Darín acumula os protagonistas - mas não em Neve Negra. Do ponto de vista estrutural, Hodara admite que Neve Negra encerra uma ousadia, e um desafio. “Os protagonistas vão se sucedendo. Marco chega com a mulher e introduz o drama. Somos apresentados a Salvador e o passado intervém.” Na verdade, e não vai nisso nenhum spoiler, se há um ‘rol protagónico’ é a da mulher, Laia Costa. “Seu olhar é o do espectador. No começo, ela não sabe nada, mas vai acumulando informação e, no desfecho surpreendente, quando se revela a verdade sobre uma morte ocorrida no passado, a chave é a personagem de Laia.” Conflitos familiares, segredos. Nada nem ninguém é o que parece. Carrascos podem ser vítimas, e vice-versa. “Se existe um problema para o espectador, é descobrir quem é o menos mau nessa história”, sintetiza Hodara.
Se ninguém presta, o filme expressa o desencanto do diretor pela humanidade? “Você quer saber se sou pessimista? Acho que sou mais realista. É só ver o estado do mundo. O que ocorre na Argentina, no Brasil, na ‘América’, com (o presidente Donald) Trump. Estamos vivendo uma era de individualismo exacerbado, sem projetos coletivos. O filme expressa isso por meio de um conflito familiar que atravessa o tempo. Toda família tem seus segredos. Sinto que não é uma história argentina, é universal. Em toda parte, as pessoas podem se identificar com essas situações, esses personagens.” Justamente ‘situações’ - se você pesquisar na internet encontrará muitas críticas a certas facilidades do roteiro, na hora de apresentar (e resolver) o impasse familiar.

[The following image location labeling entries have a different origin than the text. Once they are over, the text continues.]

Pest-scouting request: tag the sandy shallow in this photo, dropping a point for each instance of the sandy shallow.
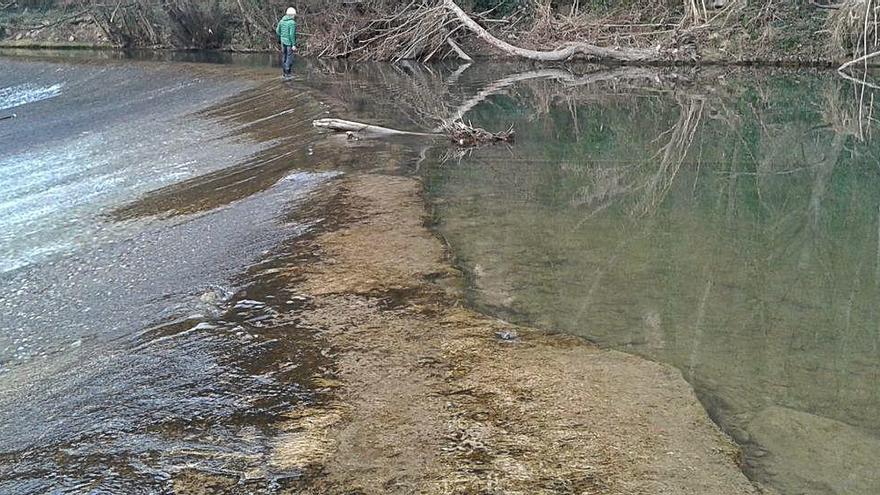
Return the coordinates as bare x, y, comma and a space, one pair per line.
422, 395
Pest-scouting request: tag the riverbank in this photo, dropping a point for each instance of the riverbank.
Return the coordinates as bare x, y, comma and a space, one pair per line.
732, 33
426, 396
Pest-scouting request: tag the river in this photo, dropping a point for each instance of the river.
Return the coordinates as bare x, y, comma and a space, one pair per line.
726, 222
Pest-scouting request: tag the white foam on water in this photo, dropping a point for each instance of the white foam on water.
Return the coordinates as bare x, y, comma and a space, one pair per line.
16, 96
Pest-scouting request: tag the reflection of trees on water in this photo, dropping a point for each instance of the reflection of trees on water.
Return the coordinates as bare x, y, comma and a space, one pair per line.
728, 226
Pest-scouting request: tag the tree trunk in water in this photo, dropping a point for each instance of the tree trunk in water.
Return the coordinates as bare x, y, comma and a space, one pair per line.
566, 52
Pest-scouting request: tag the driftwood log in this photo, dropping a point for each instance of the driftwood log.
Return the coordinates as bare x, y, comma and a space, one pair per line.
461, 134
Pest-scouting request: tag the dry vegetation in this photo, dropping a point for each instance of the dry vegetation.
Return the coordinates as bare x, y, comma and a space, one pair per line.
662, 30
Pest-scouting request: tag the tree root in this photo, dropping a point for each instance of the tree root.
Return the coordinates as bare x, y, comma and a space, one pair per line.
459, 133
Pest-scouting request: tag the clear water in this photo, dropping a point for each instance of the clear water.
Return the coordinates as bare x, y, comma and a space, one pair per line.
726, 223
729, 226
143, 207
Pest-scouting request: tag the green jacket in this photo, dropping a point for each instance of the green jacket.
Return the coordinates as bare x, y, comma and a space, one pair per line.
287, 31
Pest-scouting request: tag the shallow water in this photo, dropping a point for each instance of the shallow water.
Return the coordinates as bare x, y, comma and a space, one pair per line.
729, 226
145, 210
727, 223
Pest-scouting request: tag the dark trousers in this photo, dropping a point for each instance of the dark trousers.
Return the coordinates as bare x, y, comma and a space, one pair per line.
286, 59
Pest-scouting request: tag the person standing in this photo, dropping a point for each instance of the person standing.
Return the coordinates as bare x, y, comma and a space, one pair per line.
286, 31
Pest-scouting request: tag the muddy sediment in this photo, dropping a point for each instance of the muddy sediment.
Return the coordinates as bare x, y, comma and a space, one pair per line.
425, 396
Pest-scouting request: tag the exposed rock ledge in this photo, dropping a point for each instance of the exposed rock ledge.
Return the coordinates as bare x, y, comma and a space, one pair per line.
426, 398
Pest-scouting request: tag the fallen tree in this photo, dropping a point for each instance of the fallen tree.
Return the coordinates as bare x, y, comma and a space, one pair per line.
566, 52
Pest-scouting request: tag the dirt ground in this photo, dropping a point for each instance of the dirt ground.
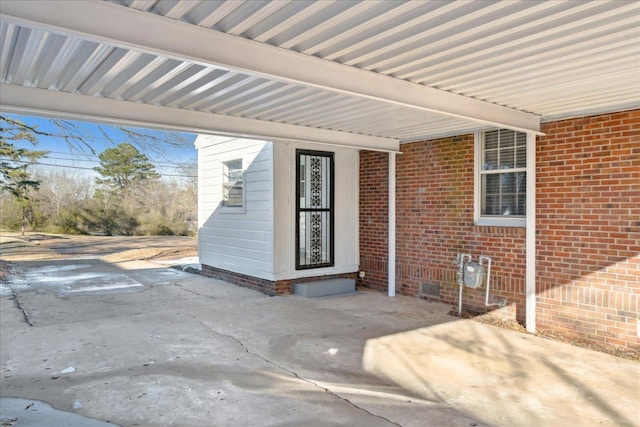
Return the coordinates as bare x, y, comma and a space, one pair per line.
41, 246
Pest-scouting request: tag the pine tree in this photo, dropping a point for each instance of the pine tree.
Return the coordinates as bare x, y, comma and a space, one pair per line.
123, 166
14, 176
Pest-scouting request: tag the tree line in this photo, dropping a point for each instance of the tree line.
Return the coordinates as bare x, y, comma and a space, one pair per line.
128, 197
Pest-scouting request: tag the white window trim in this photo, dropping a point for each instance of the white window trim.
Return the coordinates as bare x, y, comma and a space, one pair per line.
233, 209
478, 219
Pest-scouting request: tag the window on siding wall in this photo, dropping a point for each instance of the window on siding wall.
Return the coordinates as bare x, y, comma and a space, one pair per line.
501, 178
232, 184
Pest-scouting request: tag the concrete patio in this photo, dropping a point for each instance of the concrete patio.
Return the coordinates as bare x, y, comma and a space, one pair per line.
147, 345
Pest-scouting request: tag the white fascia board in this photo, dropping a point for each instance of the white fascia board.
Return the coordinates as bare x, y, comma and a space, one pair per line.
35, 101
143, 31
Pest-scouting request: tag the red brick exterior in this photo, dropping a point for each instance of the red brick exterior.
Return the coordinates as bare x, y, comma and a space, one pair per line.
269, 287
588, 222
588, 227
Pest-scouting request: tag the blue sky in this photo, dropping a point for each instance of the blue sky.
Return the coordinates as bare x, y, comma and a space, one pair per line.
167, 152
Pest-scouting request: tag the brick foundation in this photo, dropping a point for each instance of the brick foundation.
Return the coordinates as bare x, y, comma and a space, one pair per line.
588, 227
269, 287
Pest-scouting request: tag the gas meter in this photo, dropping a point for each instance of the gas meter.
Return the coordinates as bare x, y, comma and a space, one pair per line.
473, 274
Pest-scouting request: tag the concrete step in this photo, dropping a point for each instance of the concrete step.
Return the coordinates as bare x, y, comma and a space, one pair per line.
321, 288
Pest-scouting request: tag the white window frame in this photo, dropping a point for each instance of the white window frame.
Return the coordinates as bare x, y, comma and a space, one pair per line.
500, 221
223, 181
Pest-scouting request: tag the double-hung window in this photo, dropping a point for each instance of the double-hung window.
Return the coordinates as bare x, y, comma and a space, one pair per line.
232, 184
501, 178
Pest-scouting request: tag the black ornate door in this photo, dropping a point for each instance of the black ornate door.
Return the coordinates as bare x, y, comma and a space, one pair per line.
314, 209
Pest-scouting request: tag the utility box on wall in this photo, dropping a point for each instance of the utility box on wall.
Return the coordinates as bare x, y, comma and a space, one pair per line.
473, 275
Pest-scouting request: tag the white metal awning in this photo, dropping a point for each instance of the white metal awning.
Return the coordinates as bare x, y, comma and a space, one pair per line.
362, 73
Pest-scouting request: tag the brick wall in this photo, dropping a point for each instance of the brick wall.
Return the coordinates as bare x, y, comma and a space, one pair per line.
588, 222
434, 222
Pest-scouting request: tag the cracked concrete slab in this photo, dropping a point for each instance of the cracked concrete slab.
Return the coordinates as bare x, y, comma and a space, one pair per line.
188, 350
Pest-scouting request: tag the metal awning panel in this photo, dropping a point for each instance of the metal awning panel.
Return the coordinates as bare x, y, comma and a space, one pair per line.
405, 70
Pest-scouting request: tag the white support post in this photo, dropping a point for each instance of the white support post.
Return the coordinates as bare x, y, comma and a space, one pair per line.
530, 277
392, 225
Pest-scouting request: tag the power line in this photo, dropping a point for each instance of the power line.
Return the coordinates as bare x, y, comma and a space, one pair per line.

O diretor, que também é roteirista (com Leonel D’Agostino), defende-se. “Tivemos críticas ótimas, outras boas e também críticas ruins. Nem todo mundo gostou de Neve Negra. Mas não é que eu subestime, ou não leve em consideração o que dizem os críticos. O problema é que, se eu sou humano e erro, os críticos também. Adoro o cinema de gênero. O filme recente de que mais gostei foi Corra!, de Jordan Peele. Trabalho com o suspense em Neve Negra. O gênero tem seus códigos. E o que fazemos, Leonel (D’Agostino) e eu, foi recorrer a códigos de gênero. Como todo cinema de gênero, a questão é - Neve Negra funciona? Creio que sim. É uma combinação de elenco, ambientação. O inverno, a música, tudo é meio lúgubre. Para mim, o verdadeiro tema de Neve Negra é o passado opressor, por isso todos esses flash-backs que projetam luz sobre a história. Falta a chave. O twist final, e isso é bem de gênero.”
Para encerrar, Federico Luppi. “Federico é um grande ator. Com sua experiência, poderia me dar lições, mas estava mais interessado na minha visão. E ele enfrentou o inverno sem queixas, considerando-se sua idade (81 anos).” E Dolores Fonzi, que faz a irmã? “Já a conhecia, e ela é muito amiga de Ricardo (Darín). Dolores é uma grande atriz. Só tenho de lhe agradecer por sua generosidade. Ela tem só uma cena, mas é fundamental. Outra talvez não tivesse essa disponibilidade.”